As both campaigns start to dig in for the hundred day countdown, Zac Goldsmith’s ‘Action Plan’ has been released to give a flavour of his priorities. It seems that he too wants to tackle housing head on in the election; the plan opens with a raft of policies designed to build more houses and earmark more for locals.
Goldsmith pledges to double housebuilding to 50,000 new homes per year by the next mayoral election in 2020. Perhaps to forestall fears that the new properties could all be snapped up by overseas buyers, he wants to see Londoners given the first chance to buy them.
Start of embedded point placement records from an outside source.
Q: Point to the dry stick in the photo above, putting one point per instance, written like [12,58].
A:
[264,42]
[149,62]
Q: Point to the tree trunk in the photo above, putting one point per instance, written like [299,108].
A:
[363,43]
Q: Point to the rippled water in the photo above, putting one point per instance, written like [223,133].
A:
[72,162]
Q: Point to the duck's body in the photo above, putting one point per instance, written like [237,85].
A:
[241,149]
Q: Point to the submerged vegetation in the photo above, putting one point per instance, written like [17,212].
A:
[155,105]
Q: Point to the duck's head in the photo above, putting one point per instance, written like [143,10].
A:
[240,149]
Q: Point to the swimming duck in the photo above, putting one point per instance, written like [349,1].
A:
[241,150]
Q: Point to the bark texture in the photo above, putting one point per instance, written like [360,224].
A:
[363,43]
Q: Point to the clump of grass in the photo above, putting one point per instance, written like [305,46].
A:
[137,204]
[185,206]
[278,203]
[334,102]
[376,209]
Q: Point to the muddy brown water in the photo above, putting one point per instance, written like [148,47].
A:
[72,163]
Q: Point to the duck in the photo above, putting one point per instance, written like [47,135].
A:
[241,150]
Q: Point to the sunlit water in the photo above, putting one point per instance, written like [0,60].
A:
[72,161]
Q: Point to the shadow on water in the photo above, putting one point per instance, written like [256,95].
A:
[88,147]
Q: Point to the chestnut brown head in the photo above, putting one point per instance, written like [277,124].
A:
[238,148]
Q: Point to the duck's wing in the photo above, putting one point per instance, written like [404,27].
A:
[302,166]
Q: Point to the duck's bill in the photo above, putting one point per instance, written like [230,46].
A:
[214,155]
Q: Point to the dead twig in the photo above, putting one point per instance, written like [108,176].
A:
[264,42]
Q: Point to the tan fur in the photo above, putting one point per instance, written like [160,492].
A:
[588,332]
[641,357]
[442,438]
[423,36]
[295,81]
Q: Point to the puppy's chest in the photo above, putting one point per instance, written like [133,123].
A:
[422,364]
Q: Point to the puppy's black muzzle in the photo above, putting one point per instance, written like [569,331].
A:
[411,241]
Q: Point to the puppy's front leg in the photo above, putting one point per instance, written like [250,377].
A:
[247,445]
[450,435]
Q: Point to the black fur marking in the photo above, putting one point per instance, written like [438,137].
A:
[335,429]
The plan also includes a promise to allocate a ‘significant proportion’ of these new properties exclusively for rent.
What remains to be seen is how these commitments to more building – alongside promises to promote an expanded rail network, including Crossrail 2 – will square with Goldsmith’s noted environmentalism. Elsewhere, his action plan enshrines these environmental credentials, calling for both Green Belt protections and for more green spaces in London.
This raises the question: which side of Zac Goldsmith will win out? The former editor of Ecologist magazine who wants to protect London’s ‘green lungs’, or the construction-friendly politician aiming to fix London’s housing crisis and invest in infrastructure?
Only time will tell. And voters will have to measure their faith in Zac Goldsmith against the offerings of his rival Sadiq Khan when Londoners from Barnet to Bromley take to the polls on 5 May.